Whatever the specific approaches companies take to identify high-priority reskill areas, they need a strategy that is scalable. Jeff Mazur at Chief Executive warns not to create training programs for the few but rather for the majority of employees. A full-time course for five people might not be as effective as a part-time course for 50, he says.
Develop a Culture of Learning
CHROs will need to foster a culture of ongoing learning and development for employees to adapt and thrive.
Sarah Tierney at AI Business says it will take time and resources to determine how people will adapt to AI and other technological shifts. She tells employers to encourage employees to learn digital skills that align with their career objectives — and to foster employee enthusiasm for developing soft skills such as curiosity, innovative thinking, and agility.
Training Must Be Engaging
While the bulk of tech employees would train via digital courses, anyway, it’s important to note just how valuable the online medium is.

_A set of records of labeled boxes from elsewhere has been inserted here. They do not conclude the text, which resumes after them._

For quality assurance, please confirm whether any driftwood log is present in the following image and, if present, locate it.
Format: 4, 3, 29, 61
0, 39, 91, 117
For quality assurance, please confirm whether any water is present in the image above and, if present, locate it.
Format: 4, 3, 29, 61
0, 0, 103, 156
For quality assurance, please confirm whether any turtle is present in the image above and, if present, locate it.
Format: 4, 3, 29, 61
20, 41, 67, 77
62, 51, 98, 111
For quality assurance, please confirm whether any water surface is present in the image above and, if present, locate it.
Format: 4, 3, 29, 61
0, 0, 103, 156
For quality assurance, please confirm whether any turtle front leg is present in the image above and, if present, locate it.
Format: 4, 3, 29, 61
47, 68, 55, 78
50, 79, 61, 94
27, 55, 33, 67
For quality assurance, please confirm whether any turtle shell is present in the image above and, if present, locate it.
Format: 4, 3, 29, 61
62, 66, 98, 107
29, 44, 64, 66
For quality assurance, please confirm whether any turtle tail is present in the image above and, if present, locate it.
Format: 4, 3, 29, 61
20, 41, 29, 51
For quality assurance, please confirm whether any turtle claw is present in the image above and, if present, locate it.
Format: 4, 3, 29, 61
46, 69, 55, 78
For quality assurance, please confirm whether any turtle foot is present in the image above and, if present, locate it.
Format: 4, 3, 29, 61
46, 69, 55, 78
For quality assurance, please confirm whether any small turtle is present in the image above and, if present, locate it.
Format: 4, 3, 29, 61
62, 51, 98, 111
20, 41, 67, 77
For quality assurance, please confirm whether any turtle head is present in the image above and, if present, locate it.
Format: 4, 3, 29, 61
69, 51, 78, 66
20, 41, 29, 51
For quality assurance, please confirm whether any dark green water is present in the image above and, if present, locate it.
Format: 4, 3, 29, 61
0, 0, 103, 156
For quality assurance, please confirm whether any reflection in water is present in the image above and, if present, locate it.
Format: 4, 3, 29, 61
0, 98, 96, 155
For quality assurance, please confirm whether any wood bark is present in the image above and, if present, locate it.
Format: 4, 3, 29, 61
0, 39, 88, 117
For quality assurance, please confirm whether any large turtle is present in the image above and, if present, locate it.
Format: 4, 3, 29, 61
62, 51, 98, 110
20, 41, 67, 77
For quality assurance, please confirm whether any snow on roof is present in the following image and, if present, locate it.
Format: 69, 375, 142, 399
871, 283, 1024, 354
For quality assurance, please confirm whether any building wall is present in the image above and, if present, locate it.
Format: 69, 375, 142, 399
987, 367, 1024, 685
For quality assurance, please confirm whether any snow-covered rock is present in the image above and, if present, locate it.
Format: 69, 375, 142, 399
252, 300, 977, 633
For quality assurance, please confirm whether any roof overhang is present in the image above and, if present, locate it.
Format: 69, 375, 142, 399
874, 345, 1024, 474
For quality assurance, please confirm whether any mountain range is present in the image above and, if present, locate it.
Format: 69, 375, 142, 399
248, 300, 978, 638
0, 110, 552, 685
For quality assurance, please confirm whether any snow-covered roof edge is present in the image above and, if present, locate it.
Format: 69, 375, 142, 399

Danielle Westermann King at Human Resource Executive points readers to Accenture, where chief leadership & human resources officer Ellyn Shook transformed the retraining curriculum from purely classroom-based learning to 75-percent digital courses. That move has led to a 92-percent average increase in the number of people being trained every year.
Organizations might choose to deliver training online or in classrooms — or a combination of both. They might favor bootcamps, team learning, gamification, and one-on-one coaching in rotational stints, as McKinsey researchers André Dua, Liz Hilton Segel, and Susan Lund explain. The important point is to deliver training in ways that engage employees. Make sure the training is flexible, suitable, and interactive.
Dua, Segel, and Lund argue that many organizations will need to create a new C-suite role to manage training delivery. They talk of a chief skills and learning officer (CSLO) with close ties to people development and HR. However, a CHRO could certainly oversee the training as well.
AI in HR
There is huge potential for AI applications in HR.
Momentum is shifting in developed markets, and more organizations see AI’s value. Chris Havrilla, VP of HR technology and solution provider strategy at Bersin, Deloitte Consulting, says she expects AI to be a regular part of HR in the next five years.
Pointing to Deloitte’s 2019 Global Human Capital Trends report, Havrilla says that the majority of respondents understand the importance of AI and automation in human capital. Yet only 26 percent are ready to implement these technologies.
It’s up to HR leaders to rethink or recode work, Havrilla explains. Hand over the simple tasks to machines and let people focus on “superjobs” that require problem-solving, interpretation, design, communication, relationships, decisions, and outcomes, she advises.
Tech workers will be key candidates for superjobs. Havrilla says 84 percent of organizations are thinking about reskilling, retraining, and investing in superjobs.
The employee of the future is committed to a professional life of learning. It’s up to CHROs and their teams to create a culture, alongside processes and policies, to ensure this learning happens. Tech workers should be encouraged to keep developing their skills and find new opportunities to reskill. Indeed, they should be lining up to take the superjobs.